I am accustomed to referring to the other one as the “London” college, a practice which I believe is general among surgeons from the Hen Ogledd.
The Dublin college is also a player in the UK surgical scene.
* In that order.
A chance to recall a dear friend and colleague:
https://blogs.ams.org/beyondreviews/2018/02/26/andrew-ranicki/
Indeed, Ranicki had the unusual title of Professor of Algebraic Surgery at the University of Edinburgh. (Andrew was a special case for almost everything.)
I googled Algebraic Surgery and got his own intro to it: “Surgery theory investigates the homotopy types of manifolds, using a combination of algebra and topology.”
The discussion of the Royal Societies, reminds me of another phenomenon. I am not a golfer (much less a watcher of televised golf). However, I have noticed a gradual shift in how sports coverage refers to the premier British golf tournament. I think the usual practice when I was a child was to call it “the British Open,” manifestly contrasting with the “U. S. Open”; however, nowadays American sportscasters seem mostly to call it by its official name, “The Open Championship.” I suppose that the organizers (of the Open, as well as other sporting events) demand more control over how the broadcasters with rights to show their events refer to them. Another memorable example of this phenomenon was the way NBC universally referred to the city hosting the 2006 Winter Olympics as “Torino,” never using the Piedmontese (or English) name “Turin.”

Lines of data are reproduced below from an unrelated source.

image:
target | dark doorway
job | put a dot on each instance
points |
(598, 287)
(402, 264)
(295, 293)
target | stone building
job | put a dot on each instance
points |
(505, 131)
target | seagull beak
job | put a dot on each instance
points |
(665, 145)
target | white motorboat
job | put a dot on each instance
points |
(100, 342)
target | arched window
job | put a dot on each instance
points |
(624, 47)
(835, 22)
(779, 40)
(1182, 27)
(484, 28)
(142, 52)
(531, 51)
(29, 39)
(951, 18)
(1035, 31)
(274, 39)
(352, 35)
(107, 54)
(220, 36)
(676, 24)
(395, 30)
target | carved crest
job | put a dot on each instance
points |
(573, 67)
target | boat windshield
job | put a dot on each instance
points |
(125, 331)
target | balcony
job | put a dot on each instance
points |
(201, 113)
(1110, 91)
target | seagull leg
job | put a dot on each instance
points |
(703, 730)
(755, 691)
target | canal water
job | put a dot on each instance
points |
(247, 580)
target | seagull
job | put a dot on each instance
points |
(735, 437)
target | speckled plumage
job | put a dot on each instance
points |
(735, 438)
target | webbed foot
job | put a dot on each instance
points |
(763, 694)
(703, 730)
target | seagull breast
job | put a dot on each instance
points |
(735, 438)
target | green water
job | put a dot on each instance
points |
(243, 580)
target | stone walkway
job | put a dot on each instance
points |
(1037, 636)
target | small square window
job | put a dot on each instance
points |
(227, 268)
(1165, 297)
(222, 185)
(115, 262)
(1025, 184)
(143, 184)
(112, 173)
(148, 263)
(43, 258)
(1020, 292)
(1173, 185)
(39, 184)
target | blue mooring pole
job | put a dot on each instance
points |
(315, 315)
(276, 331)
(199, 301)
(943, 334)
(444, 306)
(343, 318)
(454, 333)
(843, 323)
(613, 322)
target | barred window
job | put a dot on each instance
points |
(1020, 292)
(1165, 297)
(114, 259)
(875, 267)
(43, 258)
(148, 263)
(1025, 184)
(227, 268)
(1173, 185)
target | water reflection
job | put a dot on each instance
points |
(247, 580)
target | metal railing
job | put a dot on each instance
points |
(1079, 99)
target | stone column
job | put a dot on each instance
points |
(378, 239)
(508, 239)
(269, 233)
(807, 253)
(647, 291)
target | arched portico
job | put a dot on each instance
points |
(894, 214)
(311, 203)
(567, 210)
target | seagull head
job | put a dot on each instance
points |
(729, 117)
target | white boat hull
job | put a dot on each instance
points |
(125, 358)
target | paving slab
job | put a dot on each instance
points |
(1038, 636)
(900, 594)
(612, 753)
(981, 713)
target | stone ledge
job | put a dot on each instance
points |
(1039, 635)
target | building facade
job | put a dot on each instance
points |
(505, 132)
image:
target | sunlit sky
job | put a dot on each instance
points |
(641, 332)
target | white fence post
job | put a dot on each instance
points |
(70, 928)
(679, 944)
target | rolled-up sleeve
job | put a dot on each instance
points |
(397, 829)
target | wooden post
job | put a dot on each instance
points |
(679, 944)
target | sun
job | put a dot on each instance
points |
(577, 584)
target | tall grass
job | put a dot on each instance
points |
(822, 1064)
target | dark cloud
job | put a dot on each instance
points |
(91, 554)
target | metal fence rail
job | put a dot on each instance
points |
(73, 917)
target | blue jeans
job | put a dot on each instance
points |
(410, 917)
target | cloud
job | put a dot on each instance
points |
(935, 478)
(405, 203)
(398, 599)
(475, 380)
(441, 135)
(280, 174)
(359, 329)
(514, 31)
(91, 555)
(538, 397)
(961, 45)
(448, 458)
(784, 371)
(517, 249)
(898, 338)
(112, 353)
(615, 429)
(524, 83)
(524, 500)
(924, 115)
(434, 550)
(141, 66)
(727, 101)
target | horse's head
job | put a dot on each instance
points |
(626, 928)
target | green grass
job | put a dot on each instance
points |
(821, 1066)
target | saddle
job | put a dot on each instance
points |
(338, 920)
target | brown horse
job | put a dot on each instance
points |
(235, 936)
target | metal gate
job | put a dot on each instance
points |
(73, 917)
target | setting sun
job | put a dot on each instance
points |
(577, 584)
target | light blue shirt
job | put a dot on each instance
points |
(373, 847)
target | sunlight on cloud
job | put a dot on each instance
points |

Proceedings B, a mid-to-high-impact journal, used to be Proc. R. Soc. Lond. B = Proceedings of the Royal Society of London, Series B: Biological Sciences. Now they’re Proc. R. Soc. B.
The short version.
I have always envied Glasgow surgical Fellows their excellent official style of “Fellow qua Surgeon of the Royal College of Physicians and Surgeons of Glasgow.” The qua just gives it that extra … edge …
https://xkcd.com/2591/
Qua at LH.
Would a non-surgeon be merely a “Fellow qua Physician of the Royal College of Physicians and Surgeons of Glasgow”?
Indeed; though any red-blooded physician would object strongly to “merely.”
“Physician” has here the sense “advanced specialist in internal medicine”, rather than “random medic.” Non-Glaswegian ones have their own separate Royal Colleges of them, but Glaswegians are more ecumenical.
To make life more complex, the equivalent of (London) FRCS is not FRCP but MRCP, Member of the Royal College of Physicians. There is such a thing as FRCP, but I believe it is like the higher levels of Freemasonry, and achieved only by undergoing nameless rituals whereof one does not speak.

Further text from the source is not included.